Fortune - Why Alibaba Wants Chinese Shoppers to Buy American 5-15min

Alibaba is the hottest e-commerce company of the past five years, a fusion of eBay and Amazon whose 386 million active users accounted for $394 billion in sales in fiscal 2015—six times the sales volume of its biggest Chinese competitor. The company created a huge marketplace and a sophisticated distribution network just in time to serve a generation of Chinese consumers attaining middle-class prosperity. “We are seeing Chinese consumers adopt new retail formats and online shopping faster than any of their global counterparts,” says Jasmine Xu, president of e-commerce for Procter & Gamble Greater China. Those trends fueled a rise so impressive that even the mighty Amazon became an Alibaba partner ... Today, however, Alibaba looks mortal. Its growth has slowed, hampered by China’s ebbing economy and by competition from a growing crop of rivals like JD.com. Its stock has fallen 26% from its post-IPO highs, from $115 to the mid $80s. To reignite its growth, chairman and founder Jack Ma and CEO Daniel Zhang plan to lean on U.S. companies—brands that hold enormous appeal in China. “This is an incredibly important strategy for the future of Alibaba,” Ma says. ... Alibaba is pitching itself as a shortcut to the world’s most populous market. Alibaba is helping foreign companies with marketing, data analytics, and shipping. And more recently it has sweetened the pot with a newer service, Tmall Global, that lets U.S. brands sidestep many of the taxes, regulatory hurdles, and logistics hassles that trip up foreign companies in China. ... Tmall, went live in 2008 with a business model sharply distinct from Taobao’s. Tmall is Zhang’s brainchild. He positioned it as a marketplace for higher-quality clothing, food, and electronics, with a focus on luxury brands. ... Tmall owes its growth to China’s rapidly expanding, brand-conscious middle class. Currently there are 109 million Chinese people with a net worth between $50,000 and $500,000, according to Credit Suisse, which estimates that those ranks could surpass 500 million by 2022. It’s a demographic that’s very comfortable with e-commerce: 40% of Chinese consumers buy groceries online, for example, compared with only 10% of Americans.

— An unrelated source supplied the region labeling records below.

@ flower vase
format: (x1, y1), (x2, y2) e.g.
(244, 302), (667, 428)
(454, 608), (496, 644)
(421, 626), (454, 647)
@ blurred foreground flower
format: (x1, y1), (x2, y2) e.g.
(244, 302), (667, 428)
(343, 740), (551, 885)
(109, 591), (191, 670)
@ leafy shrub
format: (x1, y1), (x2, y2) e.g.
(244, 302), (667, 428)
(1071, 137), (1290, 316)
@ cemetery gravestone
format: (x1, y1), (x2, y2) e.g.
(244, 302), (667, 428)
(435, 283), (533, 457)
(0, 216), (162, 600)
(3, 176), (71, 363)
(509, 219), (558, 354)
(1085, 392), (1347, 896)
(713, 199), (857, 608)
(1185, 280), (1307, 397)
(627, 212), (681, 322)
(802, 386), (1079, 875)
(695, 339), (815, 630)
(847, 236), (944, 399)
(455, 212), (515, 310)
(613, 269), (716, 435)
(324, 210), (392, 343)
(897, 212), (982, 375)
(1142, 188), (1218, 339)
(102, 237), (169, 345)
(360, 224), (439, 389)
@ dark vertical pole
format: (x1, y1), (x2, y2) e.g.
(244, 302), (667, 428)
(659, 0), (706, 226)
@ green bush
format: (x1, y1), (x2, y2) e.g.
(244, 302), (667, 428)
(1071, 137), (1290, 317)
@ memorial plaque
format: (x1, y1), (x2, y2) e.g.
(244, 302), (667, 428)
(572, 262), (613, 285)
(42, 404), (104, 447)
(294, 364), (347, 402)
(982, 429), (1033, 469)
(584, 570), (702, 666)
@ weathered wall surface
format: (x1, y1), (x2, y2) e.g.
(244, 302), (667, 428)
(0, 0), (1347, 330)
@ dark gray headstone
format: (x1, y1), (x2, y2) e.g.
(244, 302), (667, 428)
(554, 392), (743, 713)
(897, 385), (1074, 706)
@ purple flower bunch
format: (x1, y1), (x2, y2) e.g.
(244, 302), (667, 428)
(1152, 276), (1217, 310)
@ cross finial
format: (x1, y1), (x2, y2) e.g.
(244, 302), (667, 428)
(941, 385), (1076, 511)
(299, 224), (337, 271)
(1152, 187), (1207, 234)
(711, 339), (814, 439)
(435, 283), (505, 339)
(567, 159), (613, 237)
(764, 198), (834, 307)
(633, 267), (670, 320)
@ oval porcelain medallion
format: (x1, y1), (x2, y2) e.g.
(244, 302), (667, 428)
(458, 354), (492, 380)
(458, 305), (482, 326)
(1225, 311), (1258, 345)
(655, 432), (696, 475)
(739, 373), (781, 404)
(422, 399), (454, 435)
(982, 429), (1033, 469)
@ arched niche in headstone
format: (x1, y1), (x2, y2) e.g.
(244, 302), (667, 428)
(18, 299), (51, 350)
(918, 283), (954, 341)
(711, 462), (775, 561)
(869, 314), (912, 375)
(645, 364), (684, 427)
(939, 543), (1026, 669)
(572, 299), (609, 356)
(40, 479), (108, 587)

Bloomberg - Uber Slayer: How China’s Didi Beat the Ride-Hailing Superpower 11min

Under Cheng, Didi has expanded in just four years to 400 Chinese cities. The service lets users digitally hail and pay for taxis, private cars, limousines, and commuter buses. Cheng says 80 percent of all taxi drivers in China now use Didi to find passengers. So many people use the app, it can be difficult to get a cab during rush hour without it. Investors recently valued Didi at $35 billion, making it one of the most valuable private companies in the world. Uber, with operations in almost 500 cities on six continents, is worth $68 billion. ... Cheng was born in Jiangxi province, a landlocked region in eastern China famous for being the cradle of Mao Zedong’s Communist revolution. His father was a civil servant, his mother a mathematics teacher. He says he excelled at math in high school but during his college entrance exams neglected to turn over the last page of the test, leaving three questions blank. He got into the Beijing University of Chemical Technology, less prestigious than the upper-echelon schools. ... it turned out that Didi had a few advantages over the competition. Some were copying Uber’s U.S. strategy of working with limousine and town car chauffeurs. But there are far fewer black cars than yellow cabs in China. ... Instead of imitating competitors and giving away smartphones to drivers, an expensive proposition for a capital-strapped startup, they focused on providing their free app to younger drivers who already had phones and were likely to spread the word about Didi.